- The Washington Times - Thursday, May 21, 2020

President Trump vowed Thursday to take action against Democratic governors whom he said are disrespecting churches by not allowing in-person worship services during the coronavirus crisis.

“One of the other things I want to do is get our churches open,” Mr. Trump told reporters at the White House. “The churches are not being treated with respect by a lot of the Democrat governors. We’re going to take a very strong position on that very soon.”

Democrats such as Govs. Ralph Northam of Virginia, Gavin Newsom of California and Roy Cooper of North Carolina have come under fire for policies that have restricted gatherings at churches while allowing other aspects of civic life and commercial business to reopen.

More than 1,200 pastors across California say they’ll defy Mr. Newsom’s stay-at-home order and conduct in-person church services on May 31.

In North Carolina, a federal judge has ruled that religious leaders can open their doors to congregations despite Mr. Cooper’s warnings. The governor said he won’t appeal the decision.

The president said he wants “to get our country back to normal.”

In Virginia, the Justice Department issued a statement in support of a church that defied Mr. Northam’s ban on gatherings of more than 10 people.

Some local outbreaks in the U.S. have been tied to church events.

One of Georgia’s earliest clusters of COVID-19 has been traced to a lengthy March 1 service for a retiring music minister in Cartersville. The Atlanta Journal-Constitution reported that at least four people who either attended the event or were close to someone who did later died.

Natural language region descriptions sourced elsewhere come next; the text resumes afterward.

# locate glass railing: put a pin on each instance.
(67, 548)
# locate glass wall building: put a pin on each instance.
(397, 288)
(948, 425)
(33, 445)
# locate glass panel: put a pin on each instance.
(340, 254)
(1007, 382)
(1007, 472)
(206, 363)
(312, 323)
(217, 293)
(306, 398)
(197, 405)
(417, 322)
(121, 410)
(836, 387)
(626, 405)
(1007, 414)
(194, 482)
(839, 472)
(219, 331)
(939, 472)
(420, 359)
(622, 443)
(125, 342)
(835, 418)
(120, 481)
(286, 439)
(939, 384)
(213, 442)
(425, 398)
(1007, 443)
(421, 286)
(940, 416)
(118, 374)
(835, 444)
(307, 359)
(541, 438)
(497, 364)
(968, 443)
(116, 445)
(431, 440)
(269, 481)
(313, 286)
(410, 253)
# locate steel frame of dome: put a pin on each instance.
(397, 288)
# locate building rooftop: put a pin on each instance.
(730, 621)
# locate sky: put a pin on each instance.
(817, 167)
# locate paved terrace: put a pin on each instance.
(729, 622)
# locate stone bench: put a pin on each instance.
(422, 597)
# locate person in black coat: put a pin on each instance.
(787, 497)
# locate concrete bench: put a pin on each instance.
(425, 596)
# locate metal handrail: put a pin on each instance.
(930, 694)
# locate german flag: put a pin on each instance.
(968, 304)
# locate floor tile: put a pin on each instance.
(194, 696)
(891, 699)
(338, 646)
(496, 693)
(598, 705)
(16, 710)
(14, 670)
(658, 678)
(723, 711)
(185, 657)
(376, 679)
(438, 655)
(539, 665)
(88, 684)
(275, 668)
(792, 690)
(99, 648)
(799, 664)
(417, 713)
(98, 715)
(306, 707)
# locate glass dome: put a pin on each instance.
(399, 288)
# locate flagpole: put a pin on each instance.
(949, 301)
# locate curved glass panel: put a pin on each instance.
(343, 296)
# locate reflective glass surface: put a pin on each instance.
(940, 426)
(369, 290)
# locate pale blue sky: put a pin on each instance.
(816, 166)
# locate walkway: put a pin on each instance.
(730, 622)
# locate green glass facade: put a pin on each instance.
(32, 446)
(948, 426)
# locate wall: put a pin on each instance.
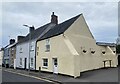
(82, 39)
(25, 54)
(1, 57)
(59, 50)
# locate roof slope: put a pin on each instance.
(35, 34)
(105, 44)
(60, 28)
(50, 30)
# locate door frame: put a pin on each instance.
(25, 61)
(55, 69)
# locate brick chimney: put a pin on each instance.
(12, 41)
(19, 38)
(32, 29)
(54, 18)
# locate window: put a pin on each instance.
(20, 49)
(37, 48)
(31, 61)
(45, 62)
(32, 46)
(37, 53)
(20, 61)
(47, 45)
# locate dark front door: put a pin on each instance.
(25, 63)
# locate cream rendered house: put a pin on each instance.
(70, 48)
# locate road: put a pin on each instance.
(12, 77)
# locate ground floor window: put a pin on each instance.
(20, 61)
(45, 62)
(31, 61)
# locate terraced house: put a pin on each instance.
(69, 48)
(26, 47)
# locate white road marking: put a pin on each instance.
(29, 76)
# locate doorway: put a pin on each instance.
(55, 66)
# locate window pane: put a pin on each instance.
(45, 62)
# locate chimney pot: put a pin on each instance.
(54, 18)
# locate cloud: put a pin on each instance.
(101, 17)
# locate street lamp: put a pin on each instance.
(29, 46)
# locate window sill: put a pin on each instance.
(44, 67)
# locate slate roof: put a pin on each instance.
(41, 34)
(60, 28)
(106, 44)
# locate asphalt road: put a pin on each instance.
(12, 77)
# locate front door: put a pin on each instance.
(55, 66)
(25, 63)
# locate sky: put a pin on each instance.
(101, 17)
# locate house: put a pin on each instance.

The Centers for Disease Control and Prevention issued a report this week that traced 35 coronavirus cases, including three deaths, to events at a rural Arkansas church that held a three-day children’s event and a Bible study between March 6 and March 11.

The transmission was traced back to the pastor and his wife, making them the index cases in a county of 25,000 residents.

“Faith-based organizations that are operating or planning to resume in-person operations, including regular services, funerals, or other events, should be aware of the potential for high rates of transmission of SARS-CoV-2,” the CDC wrote. “These organizations should work with local health officials to determine how to implement the U.S. government’s guidelines for modifying activities during the COVID-19 pandemic to prevent transmission of the virus to their members and their communities.”

The Justice Department sent a letter to Mr. Newsom this week saying his order discriminates against churches. The governor, who has gradually allowed some businesses to reopen but not churches, said some houses of worship could reopen for limited services in the next several weeks.